I'm attempting to observe local conformational changes by using principal component analysis between different crystal structures (similar to what is done for MD simulations, but this is between solved structures instead of simulated ones). I have the setup, but I don't quite understand why my eigenvalues are both so high and so low.
I am using 2 PDBs: 1mmi and 1jql
I remove rotation and translation by aligning (in pymol) 1jql chain A with 1mmi chain A. I'm only looking at the CA atoms for now, but I plan to incorporate multiple atoms later. I then generate a list of the x,y,z co-ordinates and generate a matrix using them. I calculate the covariance matrix, diagonalize, and derive eigenvalues and eigenvectures from this. Then plot the eigenvalues.
Here is the code:
import re
import numpy as np
from numpy import linalg as LA
import matplotlib.pyplot as plt
pdb_1='1mmi.pdb'
pdb_2='aligned_1jqlpdb'
coordinate_list_closed=[]
coordinate_list_open=[]
with open(pdb_1) as closed_conformation:
for lines in closed_conformation:
if re.search('ATOM\s+\d+\s+CA\s+A*[A-Z]{3}\s+A',lines.strip()) is not None:
coordinate_list_closed.append(float(lines.strip().split()[6]))
coordinate_list_closed.append(float(lines.strip().split()[7]))
coordinate_list_closed.append(float(lines.strip().split()[8]))

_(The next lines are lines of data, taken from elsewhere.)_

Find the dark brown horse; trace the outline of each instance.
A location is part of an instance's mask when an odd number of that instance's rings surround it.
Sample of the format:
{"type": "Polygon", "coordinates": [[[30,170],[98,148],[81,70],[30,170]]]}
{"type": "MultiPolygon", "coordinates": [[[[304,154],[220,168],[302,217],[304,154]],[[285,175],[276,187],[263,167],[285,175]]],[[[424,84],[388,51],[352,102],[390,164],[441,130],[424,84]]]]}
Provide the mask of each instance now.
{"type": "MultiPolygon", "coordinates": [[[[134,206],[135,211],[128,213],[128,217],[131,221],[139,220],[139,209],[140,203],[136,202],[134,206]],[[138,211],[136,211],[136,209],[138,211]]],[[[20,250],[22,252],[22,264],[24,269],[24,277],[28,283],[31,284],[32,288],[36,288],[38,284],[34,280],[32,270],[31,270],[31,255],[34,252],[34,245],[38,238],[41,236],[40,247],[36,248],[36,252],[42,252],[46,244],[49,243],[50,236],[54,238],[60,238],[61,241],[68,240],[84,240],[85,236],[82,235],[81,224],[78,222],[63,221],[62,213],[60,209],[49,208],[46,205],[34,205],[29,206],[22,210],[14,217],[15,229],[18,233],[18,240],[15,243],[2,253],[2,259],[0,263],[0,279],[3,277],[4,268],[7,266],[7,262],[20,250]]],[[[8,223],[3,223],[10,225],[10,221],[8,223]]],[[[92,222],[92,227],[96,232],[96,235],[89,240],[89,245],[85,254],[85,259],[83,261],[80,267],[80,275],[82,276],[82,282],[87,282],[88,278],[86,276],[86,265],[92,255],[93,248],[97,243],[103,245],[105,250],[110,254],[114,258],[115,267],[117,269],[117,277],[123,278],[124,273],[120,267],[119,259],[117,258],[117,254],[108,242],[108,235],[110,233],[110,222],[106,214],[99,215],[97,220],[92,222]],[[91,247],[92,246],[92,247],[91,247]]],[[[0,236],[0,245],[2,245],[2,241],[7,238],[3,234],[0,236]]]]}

with open(pdb_2) as open_conformation:
for line in open_conformation:
if re.search('ATOM\s+\d+\s+CA\s+[A-Z]+\s+A',line.strip()) is not None:
coordinate_list_open.append(float(line.strip().split()[6]))
coordinate_list_open.append(float(line.strip().split()[7]))
coordinate_list_open.append(float(line.strip().split()[8]))
atom_array=np.stack((np.array(coordinate_list_closed),np.array(coordinate_list_open)),axis=1)
covariance_matrix=np.cov(atom_array)
eig_val,eig_vect=LA.eig(covariance_matrix)
plt.scatter(np.arange(len(eig_val)),eig_val)
plt.show()
The very first eigenvalue, regardless of atom, which array I start with in the data, co-ordinates, is always in the triple digit range. Which makes no sense. I am looking for conformational rearrangments in Angstroms...you can't have a change of 800A. So I don't know if I have the wrong setup, or am going about this the wrong way. Any help would greatly be appreciated!
I guess I'm a bit confused, because I thought that's exactly what you want to do. Such as in the case above, a protein of 366 amino acids, would give a covariance matrix of 1098x1098 (3Nx3N). You want to include all the atoms. You then apply that decomposition to this covariance matrix.